The Miss Rheingold election was the first time in American history that people voted in an election solely based on ‘style and image’ alone. It started with beer and beauty being packaged together for the purpose of selling a particular brand of beer. They saw that a beautifully photographed, wholesome, pretty female face, smiling into the camera and looking at the viewer, sent a powerful subliminal message to that person, which made them actually buy that brand and even vote for the person smiling.
Miss Rheingold garnered over 20,000,000+ votes my year and several other years, and indeed she created big profits for Rheingold– people liked beauty with their beer! Men and women alike would vote for Miss Rheingold and even their kids would sneak up and stuff the ballot box for their favorite of the six finalists.
After the first decade or so of the election the winners prize money each year kept going up until ultimately she got a contract for her entire year’s ‘reign’ worth over $50,000, plus I got a wardrobe designed by Jackie’s very own couturier Oleg Cassini. Along with my $50K I got a Manhattan apartment and chauffeur driven limo’s to take me every where I went. I got to be the ‘first lady’ of beer for 1964 and their were all those beautiful women who came before me.

Miss Rheingold 1964 was the reigning queen of hearts on the Easterm Seaboard. Who even remembered it had something to do with beer?
Can we learn anything from this trip down memory lane? Are our elections and selections about who people really are or how they are packaged and ‘spun?’
Jackie and Jack Kennedy were certainly given quite a ‘spin’ in the media back in their day. Her radiant smile, ‘image and style’ exposed a brilliant actress who was masking powerful opinions of the people she entertained and was so often entertained by and we get to hear them all these years later. A perfect image frozen in time until a tape recorder shows us someone other than who we thought she was.

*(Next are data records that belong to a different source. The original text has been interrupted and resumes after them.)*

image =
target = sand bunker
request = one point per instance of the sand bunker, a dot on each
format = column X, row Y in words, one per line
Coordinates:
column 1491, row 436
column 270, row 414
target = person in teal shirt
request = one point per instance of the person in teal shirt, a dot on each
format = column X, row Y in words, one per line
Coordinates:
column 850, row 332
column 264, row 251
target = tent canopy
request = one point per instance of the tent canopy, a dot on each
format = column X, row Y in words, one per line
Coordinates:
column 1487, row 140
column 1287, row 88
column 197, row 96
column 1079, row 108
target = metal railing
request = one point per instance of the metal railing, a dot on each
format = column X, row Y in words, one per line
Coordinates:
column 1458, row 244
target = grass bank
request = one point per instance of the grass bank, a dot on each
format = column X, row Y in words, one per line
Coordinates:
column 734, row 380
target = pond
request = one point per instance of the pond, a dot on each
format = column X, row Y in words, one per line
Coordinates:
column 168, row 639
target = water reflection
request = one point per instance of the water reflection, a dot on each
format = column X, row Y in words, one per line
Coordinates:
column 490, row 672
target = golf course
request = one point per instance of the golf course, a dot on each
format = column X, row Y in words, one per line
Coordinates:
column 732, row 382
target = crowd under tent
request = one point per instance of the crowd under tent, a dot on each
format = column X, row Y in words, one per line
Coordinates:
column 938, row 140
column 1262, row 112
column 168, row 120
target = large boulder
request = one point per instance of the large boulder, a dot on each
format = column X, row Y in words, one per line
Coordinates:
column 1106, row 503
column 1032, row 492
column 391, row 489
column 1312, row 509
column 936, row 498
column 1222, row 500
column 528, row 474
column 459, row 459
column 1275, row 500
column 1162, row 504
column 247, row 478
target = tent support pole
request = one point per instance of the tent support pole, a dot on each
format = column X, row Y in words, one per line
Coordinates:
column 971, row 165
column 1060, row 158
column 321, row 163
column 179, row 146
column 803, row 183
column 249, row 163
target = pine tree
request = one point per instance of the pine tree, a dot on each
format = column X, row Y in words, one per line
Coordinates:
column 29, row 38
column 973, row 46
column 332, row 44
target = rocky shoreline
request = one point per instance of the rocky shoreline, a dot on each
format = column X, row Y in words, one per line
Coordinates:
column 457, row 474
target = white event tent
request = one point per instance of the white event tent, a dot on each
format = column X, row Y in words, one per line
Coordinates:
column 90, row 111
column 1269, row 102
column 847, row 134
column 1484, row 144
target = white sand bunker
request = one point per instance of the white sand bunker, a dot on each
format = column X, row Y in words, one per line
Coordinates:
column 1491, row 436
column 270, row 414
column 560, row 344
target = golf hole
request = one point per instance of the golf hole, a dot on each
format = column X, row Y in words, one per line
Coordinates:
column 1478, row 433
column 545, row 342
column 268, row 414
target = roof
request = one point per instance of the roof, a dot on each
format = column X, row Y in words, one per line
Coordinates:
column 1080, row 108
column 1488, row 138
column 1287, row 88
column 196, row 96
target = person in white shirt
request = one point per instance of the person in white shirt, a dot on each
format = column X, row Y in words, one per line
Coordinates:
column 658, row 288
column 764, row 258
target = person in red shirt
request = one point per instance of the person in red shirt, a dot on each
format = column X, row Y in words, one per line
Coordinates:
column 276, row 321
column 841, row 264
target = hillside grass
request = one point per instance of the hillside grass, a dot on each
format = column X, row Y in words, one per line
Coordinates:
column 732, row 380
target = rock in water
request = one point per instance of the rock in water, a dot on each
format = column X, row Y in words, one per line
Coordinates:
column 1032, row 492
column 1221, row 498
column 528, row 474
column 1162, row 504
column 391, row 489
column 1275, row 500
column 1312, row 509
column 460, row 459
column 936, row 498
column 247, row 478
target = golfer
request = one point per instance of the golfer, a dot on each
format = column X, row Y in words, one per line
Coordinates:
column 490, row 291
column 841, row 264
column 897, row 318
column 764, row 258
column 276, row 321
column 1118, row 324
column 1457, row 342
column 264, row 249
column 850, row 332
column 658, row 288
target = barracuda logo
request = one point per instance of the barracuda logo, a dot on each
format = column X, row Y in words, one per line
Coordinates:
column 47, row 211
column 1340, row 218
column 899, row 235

Will time reveal others this way to us?
I’m hoping that by meeting Miss Rheingold we can see where it all began and recognize the contemporary significance of her election to right now. Then, the next time we are called to vote for anyone or anything again, we can truly weigh the value of real substance over ‘image and style and truly think for ourselves. Do you think we can do that or have we become just a bundle of belief systems that the news and Madison Avenue have sold us? Can we still think for ourselves even with them ‘selling’ us someone or something 24/7?